«À 12 ans, je ne nageais qu’une fois par jour, et encore»… Le cas Yu Zidi «interpelle» Camille Lacourt
Camille, que vous inspirent les performances de Yu Zidi à l’âge de 12 ans ?
Camille Lacourt : C’est évident que ça m’interpelle. C’est une question que je me pose depuis deux jours maintenant, depuis que je l’ai vue en demi-finales du 200m 4 nages, et que je n’ai pas la réponse. En fait, les questions qui me viennent surtout, c’est comment a-t-elle fait, lors des Championnats de Chine, pour encaisser en une semaine trois 200m papillon, trois 200m 4 nages et trois 400m 4 nages. Pour cela, il faut quand même avoir effectué beaucoup de boulot derrière. Depuis combien de temps s’entraîne-t-elle dix à douze bornes par jour ? Tout ça est assez curieux, tout ce qu’il y a derrière. Après, je ne sais pas, c’est une autre culture de toute façon. Je n’ai pas forcément de réponse, je n’ai pas forcément de jugement. Je dis juste que ça pose question et que c’est quelque chose sur lequel il faut se pencher assez rapidement.
Dans l’absolu, êtes-vous inquiet quant à son avenir et sa capacité à durer ?
Je ne connais rien de la vie de cette jeune demoiselle. C’est vrai qu’au premier abord, je dirais que c’est très prématuré d’arriver à un tel niveau, à un tel âge. Ensuite, c’est peut-être juste un génie qui arrive et qui a un feeling avec l’eau extraordinaire, une athlète hors pair comme on en découvre une tous les 100 ans. Je ne sais pas… C’est juste qu’elle est très jeune et qu’il faut faire attention à tout ça. Mais je n’ai pas toutes les données nécessaires pour pouvoir me forger un avis plus concret, plus tranché. Son cas me questionne énormément, mais je n’ai pas les compétences ni les données pour aller plus loin.
Est-ce que le fait qu’elle vienne de Chine pose encore un peu plus question ?
Si vous faites référence au dopage, j’avais eu des positions très tranchées à une époque qui s’appuyaient sur des contrats antidopage positifs. À l’époque, je ne disais rien d’autre que des choses qui ont été avérées. J’aime espérer qu’à 12 ans, on n’en est pas encore là. Clairement.
On espère que pour elle, ça va aller bien jusqu’à ce qu’elle soit complètement construite.
Camille Lacourt
Ne serait-ce pas comme une nouvelle forme de dopage que de pousser des enfants à se surentraîner ?
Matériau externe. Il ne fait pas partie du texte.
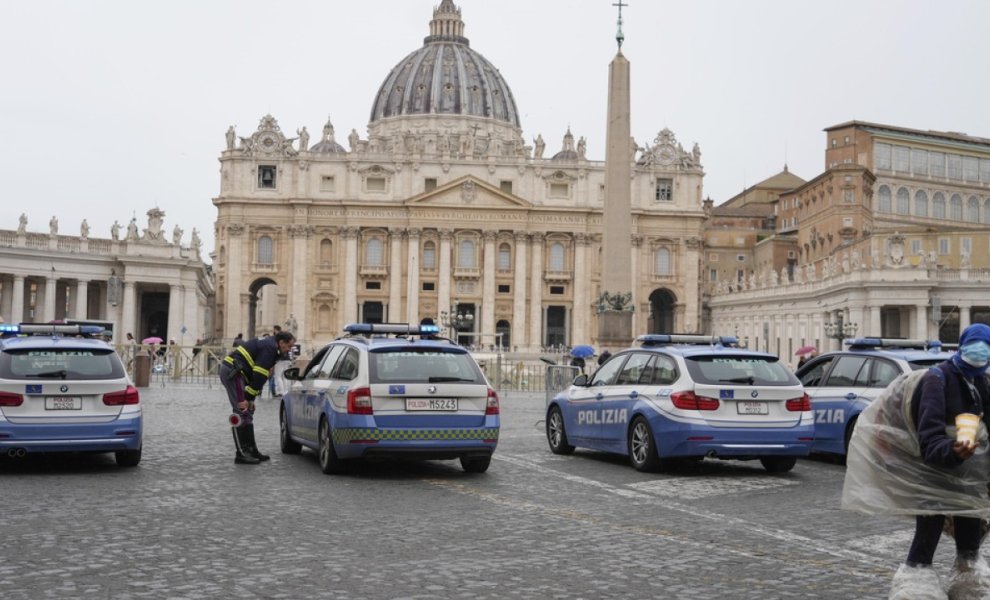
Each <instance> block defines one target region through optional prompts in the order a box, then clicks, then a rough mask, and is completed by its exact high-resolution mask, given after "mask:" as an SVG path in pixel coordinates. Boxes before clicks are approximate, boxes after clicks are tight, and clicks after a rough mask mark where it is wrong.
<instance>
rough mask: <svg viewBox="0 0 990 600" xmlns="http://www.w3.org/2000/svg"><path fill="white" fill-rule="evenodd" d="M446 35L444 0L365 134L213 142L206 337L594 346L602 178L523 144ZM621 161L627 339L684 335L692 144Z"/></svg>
mask: <svg viewBox="0 0 990 600" xmlns="http://www.w3.org/2000/svg"><path fill="white" fill-rule="evenodd" d="M424 20H426V19H424ZM464 28H465V25H464V21H463V20H462V18H461V11H460V9H459V8H458V7H456V6H455V5H454V3H453V2H452V1H451V0H444V1H443V2H441V4H440V5H439V6H438V7H436V8H435V9H434V11H433V18H432V20H430V21H429V32H428V35H427V37H426V38H425V40H424V43H423V45H422V47H420V48H418V49H416V50H414V51H413V52H411V53H410V54H409V55H408V56H406V57H404V58H402V59H401V60H400V61H399V62H398V64H396V65H395V67H394V68H393V69H391V71H389V72H388V73H387V75H386V76H385V78H384V80H383V83H382V85H381V87H380V89H379V90H378V91H377V93H374V95H372V93H373V91H369V102H370V106H371V120H370V123H368V125H367V135H366V136H362V135H360V134H358V132H357V131H356V129H351V131H350V133H349V134H348V135H346V136H343V137H342V138H341V136H338V135H337V133H336V131H335V128H334V126H333V124H332V123H331V122H329V121H328V122H327V123H326V124H325V125H324V127H323V130H322V133H321V135H320V137H319V139H315V137H314V140H313V142H315V143H310V139H309V138H310V134H309V132H308V130H307V129H306V127H304V126H303V127H299V126H293V129H295V131H296V135H294V136H291V137H290V136H288V135H286V133H285V131H283V129H282V127H281V126H280V125H279V123H278V121H277V120H276V119H275V118H274V117H273V116H271V115H266V116H264V117H262V118H261V119H260V122H259V124H258V127H257V129H256V130H255V131H253V132H249V133H248V134H247V135H244V136H239V135H237V132H235V131H234V129H233V128H231V129H230V130H228V132H227V146H226V149H225V150H224V151H223V152H222V154H221V156H220V164H221V189H220V193H219V195H218V196H217V197H216V198H214V201H213V203H214V205H215V206H216V209H217V219H216V224H215V227H216V231H215V233H216V250H215V255H214V257H213V258H214V270H215V274H216V335H217V337H220V338H223V339H228V340H229V339H230V338H233V337H234V336H235V335H237V334H238V333H241V332H243V333H245V334H250V335H259V334H261V333H263V332H265V331H268V330H270V328H271V326H272V325H273V324H280V325H281V324H284V323H288V324H289V325H290V326H291V327H293V328H294V329H296V333H297V336H298V338H299V340H300V341H301V342H302V343H303V344H304V346H309V347H310V348H312V347H314V346H315V345H318V344H321V343H323V342H326V341H328V340H330V339H333V338H334V337H336V336H338V335H340V333H341V331H342V328H343V326H344V325H345V324H347V323H350V322H357V321H366V322H408V323H420V322H427V321H433V322H435V323H438V324H440V325H442V326H444V327H445V328H446V329H447V332H448V333H450V334H451V335H457V337H458V338H459V339H460V340H461V341H462V342H464V343H468V344H472V345H475V346H480V347H493V346H499V347H502V348H507V349H510V350H513V351H519V352H538V351H540V350H542V349H544V348H547V347H554V346H569V345H573V344H596V342H597V339H596V338H597V335H598V315H599V314H600V313H601V312H602V311H604V310H605V309H606V307H605V306H603V302H604V300H603V297H604V296H605V294H603V292H605V290H603V289H602V288H601V280H602V273H601V268H602V267H601V265H602V264H603V260H602V256H601V252H602V233H603V232H602V224H603V216H604V211H605V210H607V208H606V205H605V163H604V161H601V160H594V159H591V158H589V157H588V156H586V150H585V147H586V140H585V138H584V137H579V138H578V139H577V140H576V141H575V137H574V135H572V133H571V132H570V131H567V132H566V133H564V135H563V136H562V140H561V142H560V146H559V149H557V150H556V151H554V150H553V149H548V148H547V147H546V146H547V143H546V142H545V141H544V139H543V137H542V134H539V135H536V136H535V137H534V138H533V139H532V141H528V140H527V138H526V136H524V135H523V129H522V126H523V124H522V123H521V122H520V118H519V115H520V110H519V109H518V107H517V106H516V103H515V100H514V98H513V95H512V92H511V90H510V88H509V85H508V82H507V81H506V80H505V79H504V78H503V77H502V75H501V74H500V72H499V71H498V69H497V68H495V66H493V65H492V64H491V63H489V62H488V61H487V60H486V59H485V58H484V56H482V55H481V54H480V53H478V52H477V51H475V50H474V49H473V48H472V47H471V45H470V43H469V41H468V39H467V38H466V37H465V35H464ZM386 67H387V65H386ZM603 83H604V73H603ZM327 108H328V109H330V110H331V111H332V109H333V107H332V106H329V107H327ZM338 138H341V139H344V140H345V142H346V144H347V147H344V145H342V144H341V143H340V142H339V141H338ZM628 160H629V161H630V164H631V165H632V181H631V182H630V185H631V188H632V203H631V205H632V210H631V215H629V216H630V218H631V225H632V249H631V252H630V255H629V256H628V262H627V264H628V268H629V269H630V272H631V274H632V280H633V282H634V286H633V289H632V293H631V297H630V298H629V305H630V306H631V307H632V309H633V311H634V312H633V330H634V331H636V332H641V333H643V332H648V331H686V332H691V331H700V330H701V328H702V322H701V285H702V282H701V279H700V272H701V259H702V245H703V228H704V222H705V219H706V206H705V203H704V202H703V199H702V198H703V196H702V193H703V192H702V179H703V177H704V171H703V168H702V164H701V152H700V149H699V147H698V145H697V144H694V146H693V148H692V149H691V150H686V149H685V148H684V147H683V146H682V145H681V143H680V142H678V140H677V138H676V136H675V134H674V133H673V132H671V131H669V130H666V129H663V130H660V131H658V133H657V135H656V137H655V138H654V139H653V140H652V143H647V144H645V145H643V146H640V145H639V144H637V143H636V142H635V141H634V140H630V146H629V156H628Z"/></svg>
(Sourires) Ce serait quoi alors, une Biowoman ? Ils l’ont testée génétiquement quand elle avait 3 ans et ils ont changé ses gènes. Ok, ça peut être une bonne série sur Netflix. Plus sérieusement, je ne sais pas. C’est trop nouveau et je n’ai pas le recul nécessaire pour affirmer des choses de manière péremptoire. Le seul truc qui me vient, c’est que c’est ouf.
À 12 ans, vous, auriez-vous pu encaisser une énorme charge de travail ?
À 12 ans, je ne nageais même pas deux fois par jour (rires). Je ne nageais qu’une fois par jour, et encore. C’était à l’époque où j’étais très grand et très maigre donc musculairement, ça n’aurait pas tenu. Après, on est tous différents. En plus, je suis vraiment un contre-exemple niveau précocité. J’ai commencé à gagner à 25 ans. Ça a été très long pour moi avant d’y arriver. Maintenant, c’est vrai que dans tous les cas, ça reste très jeune. On n’a pas beaucoup de données. Malheureusement, on n’en aura certainement pas beaucoup non plus dans le futur. Mais on va suivre ça avec attention. On espère que pour elle, ça va aller bien jusqu’à ce qu’elle soit complètement construite.